The real question becomes: which workloads should run on external platforms, and which ones should we own?
That distinction matters because not all workloads are equal. Some are exploratory, low-volume, variable – good candidates for metered external services where you pay for what you use and carry no fixed cost. Others are repetitive, high-volume, sensitive, or operationally critical. For those, every inference you send to an external platform is a unit economics decision you’re making by default, usually without realizing it.
This is where private AI stops being a slogan and becomes an architecture decision.
Not because everything should run locally. On-premise AI has real costs: hardware, maintenance, model management, infrastructure expertise. Those aren’t trivial.
But for the right workloads, private AI converts AI cost from a variable Opex exposure – a bill that grows with usage and is controlled by someone else’s pricing team – into a controllable Capex decision. You buy the infrastructure. You set the capacity. You own the unit economics.
You also own the data. For sensitive workloads, that’s not a privacy checkbox. It’s a compounding strategic asset. Every inference that stays inside your walls teaches your systems more about how your organization operates. That context doesn’t transfer to your competitors. It doesn’t appear in someone else’s training data. It accumulates where you can use it.
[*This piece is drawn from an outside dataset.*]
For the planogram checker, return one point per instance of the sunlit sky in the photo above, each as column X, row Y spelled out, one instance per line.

The companies that figure this out early won’t pick a side between cloud AI and private AI. That’s the wrong frame. They’ll build a tiered architecture: external platforms for exploratory, variable, or commodity workloads; owned infrastructure for the workloads where volume, sensitivity, or criticality make ownership the rational choice.
That’s not an exotic decision. It’s the same build-versus-buy logic that has governed enterprise infrastructure for fifty years. AI just makes the stakes higher and the variance larger.
The ones who don’t make this call deliberately will still make it – by default, at quarter end, when the invoice arrives and someone has to explain why the AI budget is three times what was forecast.
GitHub’s meter is a small technical change to one product’s billing model.
What it signals is that the inference economy is maturing, and the comfortable pricing assumptions of the adoption phase are ending.
Build the architecture before the bill does it for you.